Friday, January 15, 2016

me, right now

I’ve been away for quite some time, now.  It’s not from lack of opportunity, or lack of things to write about, but sometimes when there’s so much happening, so much I want to write about, I can’t seem to find the right words.  It all mixes together, and instead of meaningful thoughts and understandings, it all seems to come out sounding like white noise, just there, but not creating anything worth listening to.  I sat down to write on multiple occasions, but what resulted felt fake; like someone hijacked my heart, took everything inside of it, and forced it into a grey mass, like what you see on the side of the road days after it snows but nothing has melted.  Exhaust has turned what was once a beautiful, white blanket of snow into a gross mess of sludge. 

Maybe my own exhaustion turned what was in my heart to sludge.  There’s been so much to do!  The holiday season comes with so much- saying good-bye to some friends, traveling across the country, re-connecting with family and friends from home, and that’s not even including the holiday part, going shopping, cleaning the house, cooking for hours and hours, being social, and trying to answer the questions “how are you?” and “how’s Colorado?” and “what are you doing out there?” with honesty and respect and a single sentence.  Don’t get me wrong, it’s been an absolutely amazing month- I wouldn’t trade a day of it for anything- but I’m really really happy being back, here at the coffee shop, the mountains in front of me and behind me, hot coffee in hand, sitting down to write with a full heart.

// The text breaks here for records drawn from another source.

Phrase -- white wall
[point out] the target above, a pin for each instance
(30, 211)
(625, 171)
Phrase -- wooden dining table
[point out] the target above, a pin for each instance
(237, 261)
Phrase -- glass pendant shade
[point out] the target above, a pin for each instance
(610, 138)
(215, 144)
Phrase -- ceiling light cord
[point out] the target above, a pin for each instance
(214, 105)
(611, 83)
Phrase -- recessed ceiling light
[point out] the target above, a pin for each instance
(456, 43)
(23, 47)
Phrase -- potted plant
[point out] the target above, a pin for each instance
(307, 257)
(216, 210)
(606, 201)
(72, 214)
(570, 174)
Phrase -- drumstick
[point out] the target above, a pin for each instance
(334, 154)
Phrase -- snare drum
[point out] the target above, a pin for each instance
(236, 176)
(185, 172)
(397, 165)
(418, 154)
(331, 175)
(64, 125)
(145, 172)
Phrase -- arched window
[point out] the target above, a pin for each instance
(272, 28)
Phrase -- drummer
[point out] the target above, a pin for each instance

Many of you know, and for those of you who don’t, these past two weeks of work at the Ranch have been staff training.  We don’t get our next group of students until Tuesday the 19th, and as such, the Ranch has been really empty feeling lately.  Many of you who are teachers will understand the feeling of anticipation, an empty classroom waiting for the arrival of students to fill the chairs with their bodies and the air with their laughter.  I love this.  I love helping create a space that will soon be filled with smiles and laughter, and so much potential that you can almost see it in the air.  The other side of this, though, is the emptiness that sometimes we create, in anticipation for something better to fill it.  I’ve lived my life like this for some time now, always chasing the next adventure, absolutely certain that somewhere, anywhere, the grass really would be greener than what is here now.  It’s exhausting, this type of living. 

Maybe it is my own exhaustion that turns what’s in my heart to sludge; that blurs the colors and makes everything look grey.  Everything here, that is.  Everything across the ocean, across the country, even across the room sometimes, what’s over there remains vibrant. 

Until recently. 

Last week, I had my mid-term review with my supervisors.  It’s hard to believe that I’ve already been here for half of my contract, but that’s a tangent for another day.  Something the ranch manager said during this has stuck with me, and I haven’t been able to shake it.  We were talking about my goals for these next four months, and I was talking about improving my confidence while speaking in front of big groups.  It’s something I’ve been working on for a while.  It makes me so anxious to stand in front of a group and present anything.  I doubt what I’m saying, I doubt my ability to communicate clearly, I doubt if what I have to say is really worth listening to.  I was rambling about having the confidence to speak as if I believed that my voice mattered, and my manager interrupts me.  “So do you just not see it?”  It almost knocked the wind out of me.  Do you just not see it?  Do you not see that you do speak with confidence, you do communicate clearly, you do have something worth listening to? 
I didn’t.  I still don’t know if I truly believe it, but his words aren’t going away, and there’s a reason they’re sticking around. 

I wrote a poem the other day called “longing,” and I’d like to share some it here.
Longing:
            To create… out of my whole being;
To see… the world as already complete, to take the pieces and not be afraid to re-arrange;
To risk… because it is the only way I’ll ever know: the grass isn’t greener on the other side- Surprise! Snow isn’t green;
To act… out of the core of my being; not afraid of my body, not afraid of my mind.  I tell myself these mantras constantly, you’d think by now I’d learn their truth;
To embrace… why I’m afraid of my body, why I’m afraid of my mind, why I’m afraid of the world more often than not.  I’m so afraid of the person I don’t want to be I can hardly see how the person I am now is who I want to be. 
To believe… the person I am now is who I want to be.

I’ve spent a long time being unhappy with myself.  I think part of it comes from the constant drive to be better, and to emulate the best characteristics of all of the people around me.  It’s not bad to want to be better, but it has blinded me, on many levels, to the beauty that is what I already have, who I already am. 

I love who I am.  I love my life.  I love that I get to live and work in an amazing place with amazing people.  I’m so blessed for all of you, my family and friends all over the world who choose to follow my blog, who believed before I did, that I really do have something to say, something worth listening to, worth reading about.  I’m finally beginning to see it.  Thanks for listening, for reading; for lighting candles of creativity, compassion, passion, and love deep within my soul even before I was able to really see it. 

Some days I’m still doubtful, but I’m beginning to believe, more and more every day, that this person I already am, right here, right now, is already all of the things I’m longing for.  It’s a great place to be.